By Mary Tucker | Senior Communications and Content Manager | IAEE
Generative AI has changed how industry professionals create content, but most people are still only scratching the surface of what it can do. Typing a quick request into a chatbot is easy. Getting it to consistently produce polished, on-brand, ready-to-use content is a different skill entirely.
That’s where the IAEE Master Series Certificate: AI Accelerator, a three-part hands-on training led by Chris Gloede, CAE, Chief Consultant at Ricochet comes into play. Chris has spent his career helping associations modernize their marketing, from leading a membership turnaround as the American Bar Association’s first Chief Marketing Officer to advising executives today through the Association Academy. In this webinar series, he’s turning that experience toward one of the biggest opportunities (and challenges) facing many professionals right now: using AI to its utmost advantage.
Chris will walk attendees through three sessions that dive into the fundamentals of prompt engineering, advanced reasoning techniques, and generating brand-aligned visuals and video. Here, he offers a preview of what participants will learn.
What problem are we trying to solve?
Chris: Associations know AI can help create better content, but they don’t have a realistic manual on how to actually do it. This course moves past abstract tech theory. It helps teams handle daily department tasks, build smart roadmaps and figure out an actual rollout strategy.
How do the AI and human elements work together?
Chris: AI is meant to help staff, not replace them. It knocks out boring, repetitive chores so humans can focus on big-picture judgment and member relationships. We even teach methods like chain-of-thought where the AI explicitly pauses and waits for your thumbs-up before moving to the next step.
Is customer or member data used to train models?
Chris: With free tools, your data is usually used to train the models unless you manually opt out in the settings. Real business tools don’t use your data to train things without permission. That’s exactly why we teach how to write an AI policy so your team knows what’s safe.
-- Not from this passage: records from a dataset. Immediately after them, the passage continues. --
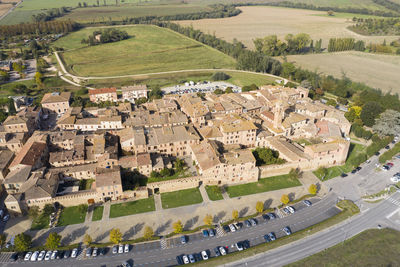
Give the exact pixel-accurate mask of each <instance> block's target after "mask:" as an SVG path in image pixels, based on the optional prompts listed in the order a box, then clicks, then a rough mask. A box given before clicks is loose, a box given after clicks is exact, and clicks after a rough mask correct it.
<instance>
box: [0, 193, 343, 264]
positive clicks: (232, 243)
mask: <svg viewBox="0 0 400 267" xmlns="http://www.w3.org/2000/svg"><path fill="white" fill-rule="evenodd" d="M311 201H312V202H313V205H312V206H311V207H306V206H305V205H304V204H303V203H301V202H300V203H297V204H295V205H293V206H294V207H295V208H296V210H297V211H296V212H295V213H294V214H291V215H287V216H284V217H282V218H279V219H275V220H270V221H268V222H267V223H265V221H264V220H263V219H262V218H257V219H258V222H259V223H258V225H257V226H253V227H245V226H243V228H242V229H241V230H239V231H236V232H235V233H227V234H225V233H222V231H218V233H219V234H218V235H217V236H216V237H209V238H204V237H202V235H201V234H199V233H196V234H193V235H190V236H189V242H188V243H187V244H185V245H182V244H180V241H179V237H176V238H172V239H169V240H168V242H166V245H164V249H163V248H162V247H163V246H162V245H161V243H160V241H157V242H153V243H151V245H148V246H146V247H144V246H143V245H139V244H138V245H134V246H133V248H132V249H131V251H130V252H129V253H126V254H125V253H124V254H114V255H113V254H111V252H109V253H108V254H107V255H105V256H98V257H96V258H90V259H84V257H83V254H84V253H82V252H81V254H80V255H79V256H78V258H79V259H71V258H70V259H62V260H53V261H41V262H30V261H29V262H25V261H19V262H8V263H4V264H3V265H2V266H27V265H29V266H67V265H68V266H117V265H118V264H121V263H122V262H123V261H125V260H131V261H132V260H133V262H134V266H145V265H147V266H174V265H176V264H177V261H176V256H177V255H182V254H191V253H199V252H200V251H202V250H209V251H210V254H211V257H213V256H214V255H215V254H214V251H213V249H214V248H215V247H217V246H228V251H229V252H232V251H236V248H232V245H233V244H235V243H236V242H238V241H243V240H249V241H250V245H252V246H253V245H257V244H260V243H263V242H264V238H263V236H264V235H265V234H266V233H269V232H275V234H276V236H277V237H278V238H279V237H281V236H283V235H284V233H283V231H282V229H283V228H284V227H285V226H289V227H290V228H291V229H292V231H293V232H296V231H299V230H302V229H304V228H307V227H309V226H311V225H314V224H316V223H319V222H321V221H324V220H326V219H328V218H330V217H332V216H334V215H335V214H337V213H339V212H340V210H339V209H338V208H336V206H335V204H336V201H337V196H336V195H335V194H329V195H328V196H327V197H325V198H323V199H322V200H320V199H318V198H315V199H311Z"/></svg>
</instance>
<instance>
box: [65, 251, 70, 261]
mask: <svg viewBox="0 0 400 267" xmlns="http://www.w3.org/2000/svg"><path fill="white" fill-rule="evenodd" d="M70 256H71V251H70V250H66V251H65V253H64V259H67V258H69V257H70Z"/></svg>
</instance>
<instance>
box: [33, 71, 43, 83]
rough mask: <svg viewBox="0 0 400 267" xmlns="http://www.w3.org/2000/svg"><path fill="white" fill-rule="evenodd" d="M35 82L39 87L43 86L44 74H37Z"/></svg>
mask: <svg viewBox="0 0 400 267" xmlns="http://www.w3.org/2000/svg"><path fill="white" fill-rule="evenodd" d="M35 82H36V84H37V85H38V86H41V85H42V84H43V74H41V73H40V72H36V73H35Z"/></svg>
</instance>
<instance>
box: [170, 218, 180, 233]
mask: <svg viewBox="0 0 400 267" xmlns="http://www.w3.org/2000/svg"><path fill="white" fill-rule="evenodd" d="M172 227H173V228H174V232H175V233H177V234H179V233H182V232H183V224H182V222H181V221H180V220H179V221H177V222H174V224H173V225H172Z"/></svg>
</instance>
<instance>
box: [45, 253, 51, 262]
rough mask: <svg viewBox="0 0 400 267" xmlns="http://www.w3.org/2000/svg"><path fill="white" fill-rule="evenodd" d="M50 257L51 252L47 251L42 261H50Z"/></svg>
mask: <svg viewBox="0 0 400 267" xmlns="http://www.w3.org/2000/svg"><path fill="white" fill-rule="evenodd" d="M50 257H51V251H47V252H46V255H45V256H44V260H45V261H48V260H50Z"/></svg>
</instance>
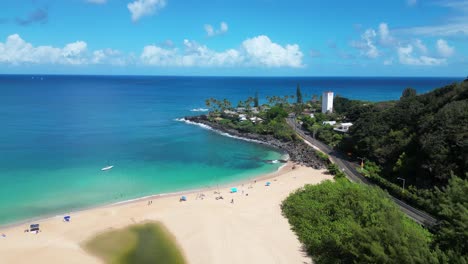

What permissions and admin controls exist?
Chris: Data and member trust shouldn’t be handled casually. On good platforms, AI features are totally opt-in, enabled one feature at a time by admins. The AI also honors existing user permissions and stays locked to specific content libraries or scopes.
How are outputs reviewed, cited or corrected?
Chris: Free tools like Gemini and Copilot give you clear web citations, and Claude is awesome at pointing out its own assumptions. If something looks off, models like Gemini 3.1 Flash let you tweak text or layout by just chatting with it. At the end of the day, human review keeps everything aligned with association values.
Are we solving a real association problem, or just responding to momentum?
Chris: You shouldn’t use AI just because of industry hype or pressure. It needs to solve a real problem and save actual time. That’s why the course focuses on practical things like setting up an “llms.txt” file for AI search engines, refining brand voice and creating custom tools for members.